Code available here.

This tutorial builds a virtual drug-screening pipeline on Flyte. The workflow loads a library of drug SMILES strings, computes physicochemical properties with RDKit, applies Lipinski’s Rule of Five and custom target-profile filters, and ranks candidates by drug-likeness score — with rich HTML reports streamed into the Flyte UI.

Flyte provides:

  • Cached molecule loading so repeated runs skip re-parsing SMILES
  • Report-enabled stage tasks that stream property charts, similarity matrices, and candidate spotlights as each step completes
  • Lightweight orchestration — the top-level pipeline task chains stages without its own report surface

Define the task environment

The pipeline runs on CPU with RDKit and system libraries for 2D structure rendering.

drug_molecule_screening.py
main_img = flyte.Image.from_uv_script(__file__, name="drug-molecule-screening", pre=True).with_apt_packages(
    "libxrender1", "libxext6", "libexpat1",
)

env = flyte.TaskEnvironment(
    name="drug-molecule-screening",
    image=main_img,
    resources=flyte.Resources(cpu=2, memory="6Gi"),
)
# /// script
# requires-python = ">=3.12"
# dependencies = [
#    "flyte>=2.4.0",
#    "rdkit",
#    "numpy",
#    "scikit-learn",
#    "pillow",
# ]
# ///

Orchestrate the pipeline

The pipeline task is a lightweight orchestrator: it calls four stage tasks in sequence and returns a JSON summary.

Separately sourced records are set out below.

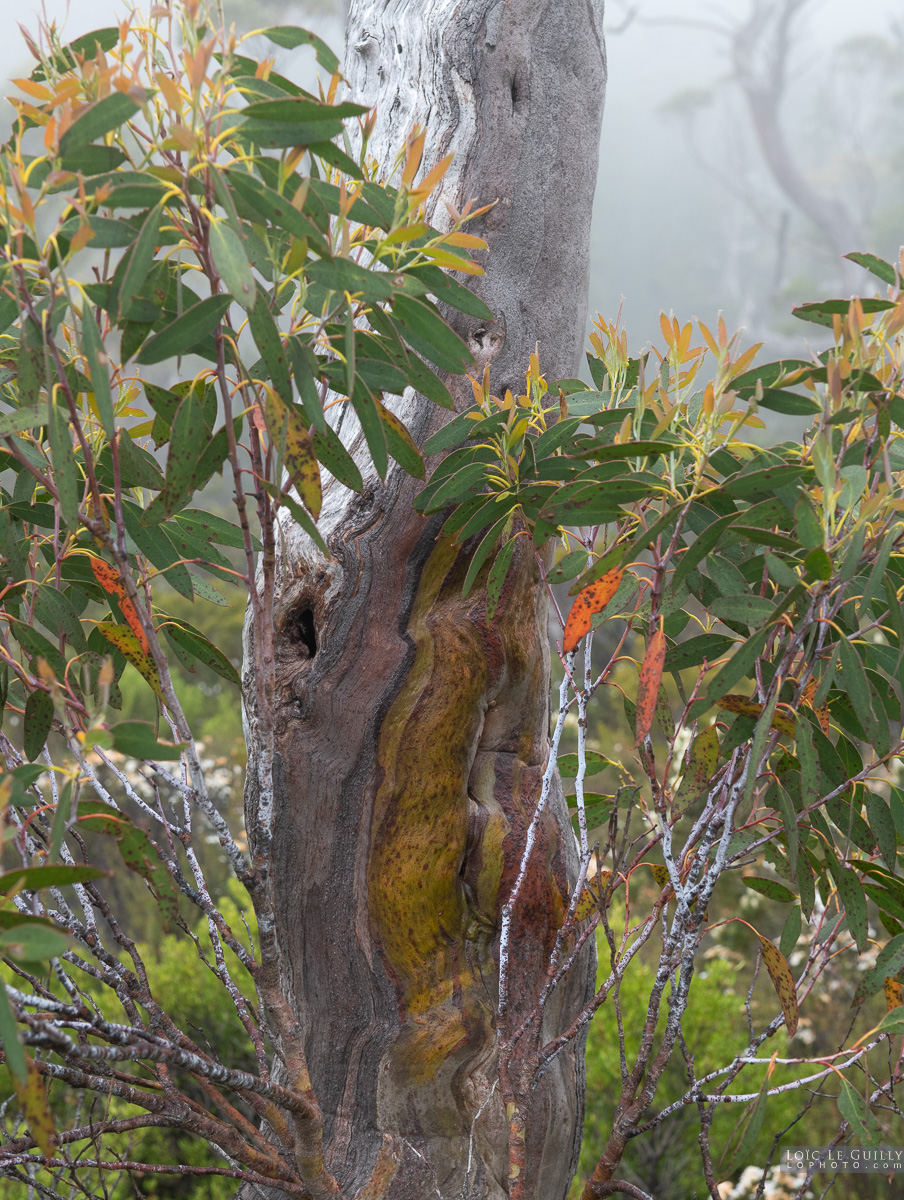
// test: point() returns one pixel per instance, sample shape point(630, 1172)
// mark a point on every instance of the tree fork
point(411, 738)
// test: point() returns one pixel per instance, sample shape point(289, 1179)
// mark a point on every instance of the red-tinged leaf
point(39, 720)
point(591, 600)
point(704, 760)
point(893, 995)
point(35, 1109)
point(108, 577)
point(782, 981)
point(112, 583)
point(129, 645)
point(651, 675)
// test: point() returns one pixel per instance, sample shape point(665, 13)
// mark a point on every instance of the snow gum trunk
point(411, 738)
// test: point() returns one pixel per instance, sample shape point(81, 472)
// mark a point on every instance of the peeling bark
point(411, 738)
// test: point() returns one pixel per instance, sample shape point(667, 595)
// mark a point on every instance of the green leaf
point(231, 261)
point(22, 419)
point(594, 763)
point(702, 761)
point(888, 963)
point(748, 610)
point(692, 653)
point(856, 1111)
point(289, 433)
point(496, 579)
point(882, 828)
point(306, 523)
point(454, 433)
point(375, 431)
point(57, 876)
point(568, 567)
point(768, 888)
point(138, 468)
point(139, 259)
point(264, 202)
point(855, 906)
point(334, 456)
point(705, 544)
point(97, 369)
point(878, 267)
point(37, 723)
point(738, 667)
point(273, 352)
point(430, 335)
point(400, 443)
point(10, 1037)
point(791, 931)
point(125, 641)
point(764, 481)
point(822, 312)
point(186, 333)
point(291, 36)
point(857, 687)
point(55, 612)
point(483, 552)
point(342, 275)
point(65, 471)
point(139, 741)
point(101, 118)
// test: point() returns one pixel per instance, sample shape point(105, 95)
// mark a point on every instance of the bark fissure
point(412, 738)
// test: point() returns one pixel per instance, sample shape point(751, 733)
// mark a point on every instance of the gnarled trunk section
point(411, 738)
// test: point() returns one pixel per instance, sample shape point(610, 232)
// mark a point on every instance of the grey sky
point(650, 198)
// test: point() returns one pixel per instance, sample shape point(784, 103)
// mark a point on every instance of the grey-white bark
point(412, 743)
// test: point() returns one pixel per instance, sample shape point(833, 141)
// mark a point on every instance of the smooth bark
point(411, 737)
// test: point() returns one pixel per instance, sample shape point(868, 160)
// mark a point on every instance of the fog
point(692, 232)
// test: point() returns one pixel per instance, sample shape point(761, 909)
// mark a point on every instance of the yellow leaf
point(782, 981)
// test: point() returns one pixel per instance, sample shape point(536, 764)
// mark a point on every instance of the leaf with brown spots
point(109, 580)
point(746, 707)
point(893, 995)
point(651, 675)
point(288, 430)
point(129, 645)
point(702, 761)
point(782, 981)
point(591, 600)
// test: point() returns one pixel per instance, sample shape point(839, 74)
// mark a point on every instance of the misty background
point(692, 215)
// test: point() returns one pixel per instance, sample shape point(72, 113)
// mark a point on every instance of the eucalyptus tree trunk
point(412, 738)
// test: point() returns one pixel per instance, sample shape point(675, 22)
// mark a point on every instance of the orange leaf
point(108, 577)
point(782, 981)
point(893, 996)
point(109, 580)
point(651, 676)
point(592, 599)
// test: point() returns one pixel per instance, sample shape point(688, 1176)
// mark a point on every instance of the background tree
point(749, 605)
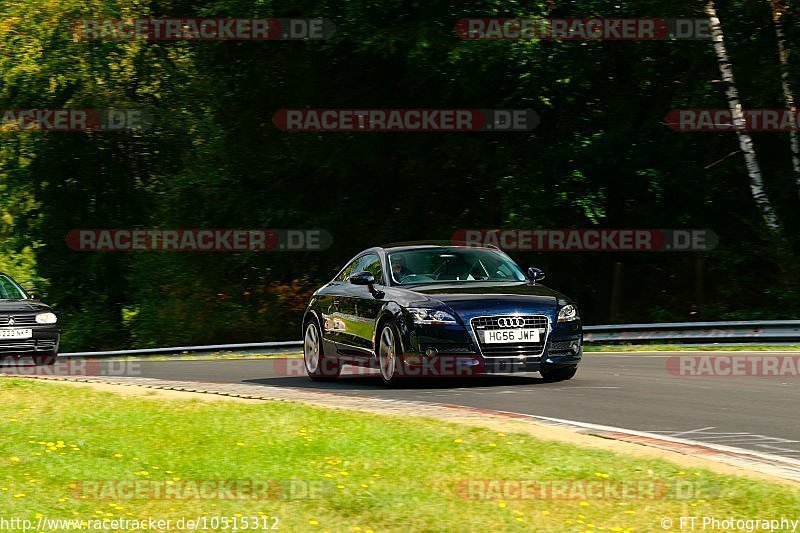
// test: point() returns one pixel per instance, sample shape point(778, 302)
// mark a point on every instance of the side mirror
point(366, 278)
point(534, 274)
point(362, 278)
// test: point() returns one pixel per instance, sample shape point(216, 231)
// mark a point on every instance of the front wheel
point(553, 374)
point(319, 367)
point(388, 355)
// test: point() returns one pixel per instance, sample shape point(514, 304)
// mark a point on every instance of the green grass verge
point(383, 473)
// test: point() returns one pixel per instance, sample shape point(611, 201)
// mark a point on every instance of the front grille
point(26, 346)
point(19, 320)
point(528, 349)
point(563, 346)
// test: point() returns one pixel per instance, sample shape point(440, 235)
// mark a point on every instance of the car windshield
point(409, 267)
point(9, 290)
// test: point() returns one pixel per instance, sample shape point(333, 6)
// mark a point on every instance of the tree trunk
point(778, 8)
point(745, 141)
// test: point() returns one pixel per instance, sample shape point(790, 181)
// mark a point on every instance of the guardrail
point(740, 332)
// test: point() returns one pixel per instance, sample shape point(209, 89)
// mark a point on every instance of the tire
point(44, 360)
point(554, 374)
point(319, 367)
point(389, 354)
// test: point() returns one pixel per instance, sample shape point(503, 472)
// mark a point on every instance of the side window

drug_molecule_screening.py
@env.task
async def pipeline(
    molecules_json: str = "",
    target_profile: str = "",
) -> str:
    """Virtual drug molecule screening pipeline.

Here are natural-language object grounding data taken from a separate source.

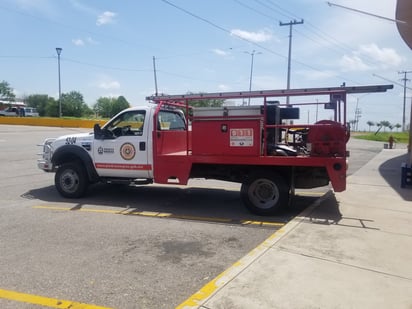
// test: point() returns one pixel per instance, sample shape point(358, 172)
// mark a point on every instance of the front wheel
point(265, 193)
point(71, 180)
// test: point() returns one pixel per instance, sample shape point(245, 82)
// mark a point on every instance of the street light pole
point(251, 71)
point(59, 50)
point(290, 24)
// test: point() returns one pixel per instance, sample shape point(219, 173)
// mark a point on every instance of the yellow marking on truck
point(45, 301)
point(154, 214)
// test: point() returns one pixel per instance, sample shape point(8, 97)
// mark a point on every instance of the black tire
point(71, 180)
point(265, 193)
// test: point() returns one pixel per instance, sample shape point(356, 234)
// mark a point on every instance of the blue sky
point(203, 46)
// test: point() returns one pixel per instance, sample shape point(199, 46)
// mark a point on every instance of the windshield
point(128, 123)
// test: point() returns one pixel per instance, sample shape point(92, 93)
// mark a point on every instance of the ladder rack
point(271, 93)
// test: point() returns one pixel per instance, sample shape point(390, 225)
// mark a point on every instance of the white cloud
point(109, 85)
point(316, 75)
point(370, 56)
point(256, 37)
point(220, 52)
point(91, 41)
point(106, 18)
point(223, 87)
point(83, 42)
point(82, 7)
point(352, 63)
point(78, 42)
point(387, 57)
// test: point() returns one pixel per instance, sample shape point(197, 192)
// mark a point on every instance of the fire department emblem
point(127, 151)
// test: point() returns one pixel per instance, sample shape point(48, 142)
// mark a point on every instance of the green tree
point(103, 107)
point(385, 124)
point(40, 102)
point(119, 105)
point(108, 107)
point(370, 124)
point(73, 104)
point(52, 108)
point(6, 92)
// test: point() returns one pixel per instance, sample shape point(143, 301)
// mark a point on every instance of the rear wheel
point(71, 180)
point(265, 193)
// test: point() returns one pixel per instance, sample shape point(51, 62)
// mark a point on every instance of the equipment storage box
point(228, 130)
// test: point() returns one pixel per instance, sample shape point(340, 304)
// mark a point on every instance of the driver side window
point(128, 123)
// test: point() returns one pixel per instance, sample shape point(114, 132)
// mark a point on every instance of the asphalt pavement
point(348, 250)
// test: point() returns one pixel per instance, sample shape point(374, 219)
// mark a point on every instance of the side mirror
point(97, 131)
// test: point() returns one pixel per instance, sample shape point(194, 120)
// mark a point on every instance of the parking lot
point(119, 247)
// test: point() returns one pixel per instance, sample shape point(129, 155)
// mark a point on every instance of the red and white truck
point(169, 142)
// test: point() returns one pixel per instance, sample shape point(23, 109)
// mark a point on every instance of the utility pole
point(290, 24)
point(253, 53)
point(59, 51)
point(155, 75)
point(404, 79)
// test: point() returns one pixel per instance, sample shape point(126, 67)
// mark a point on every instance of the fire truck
point(264, 146)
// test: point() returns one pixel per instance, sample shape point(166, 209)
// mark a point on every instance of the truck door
point(120, 147)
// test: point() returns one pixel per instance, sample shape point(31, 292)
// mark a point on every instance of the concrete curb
point(211, 288)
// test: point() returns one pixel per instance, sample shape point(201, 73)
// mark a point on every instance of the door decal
point(127, 151)
point(122, 166)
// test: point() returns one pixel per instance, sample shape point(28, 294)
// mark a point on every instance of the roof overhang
point(404, 17)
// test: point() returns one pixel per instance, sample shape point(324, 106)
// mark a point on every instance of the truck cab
point(169, 142)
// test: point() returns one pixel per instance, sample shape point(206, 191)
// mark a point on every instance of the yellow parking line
point(45, 301)
point(168, 215)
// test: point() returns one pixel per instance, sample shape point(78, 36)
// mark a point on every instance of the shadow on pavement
point(179, 201)
point(391, 171)
point(327, 213)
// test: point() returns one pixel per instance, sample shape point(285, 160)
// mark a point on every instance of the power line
point(404, 79)
point(290, 24)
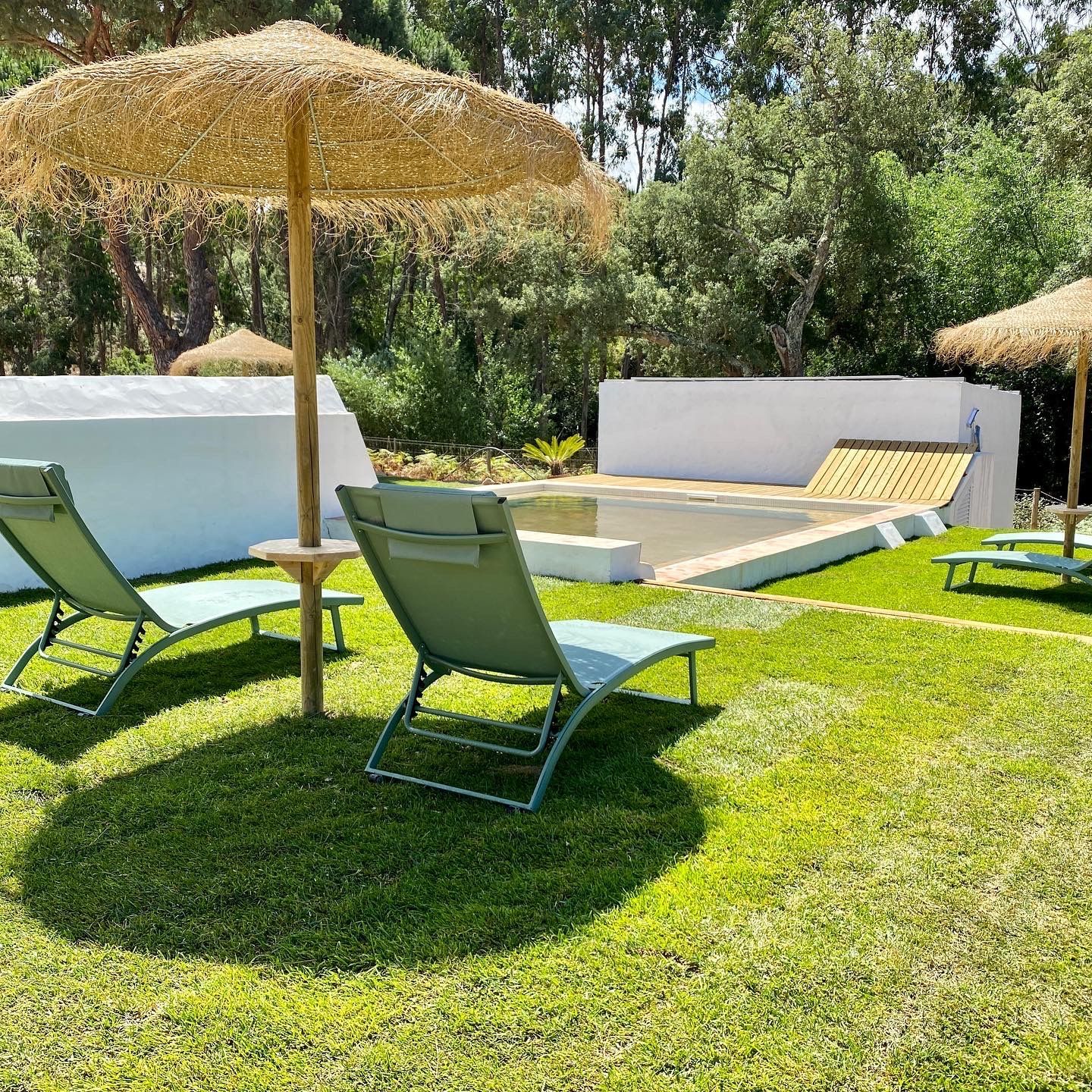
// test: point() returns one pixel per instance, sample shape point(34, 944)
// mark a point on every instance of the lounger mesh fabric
point(61, 551)
point(449, 563)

    Parses a molecular library, computes physicochemical properties,
    screens candidates against a target drug profile, and generates
    a comprehensive visual report with ranked candidates.

    Args:
        molecules_json: JSON mapping molecule names to SMILES strings.
            Defaults to a curated library of ~15 well-known drugs.
        target_profile: JSON with desired property ranges
            (e.g. {"mw": [150, 500], "logp": [-0.5, 5]}).
            Defaults to standard drug-like criteria.

    Returns:
        JSON summary of screening results.
    """
    mol_dir = await load_molecules(molecules_json=molecules_json)
    props_json = await compute_properties(molecule_dir=mol_dir)
    screening_json = await screen_candidates(
        properties_json=props_json,
        target_profile=target_profile,
    )
    summary = await generate_report(
        molecule_dir=mol_dir,
        properties_json=props_json,
        screening_json=screening_json,
    )
    return summary

Each stage task (load_molecules, compute_properties, screen_candidates, generate_report) owns its own report=True surface and updates the Flyte UI as it runs.

Run the workflow

From the example directory:

cd v2/tutorials/drug_molecule_screening
uv run --script drug_molecule_screening.py

Pass a custom target profile:

flyte run drug_molecule_screening.py pipeline \
  --target_profile '{"mw": [100, 400], "logp": [-0.5, 4.0]}'

Open the run URL and follow the report panel for funnel charts, property distributions, and top-candidate spotlights.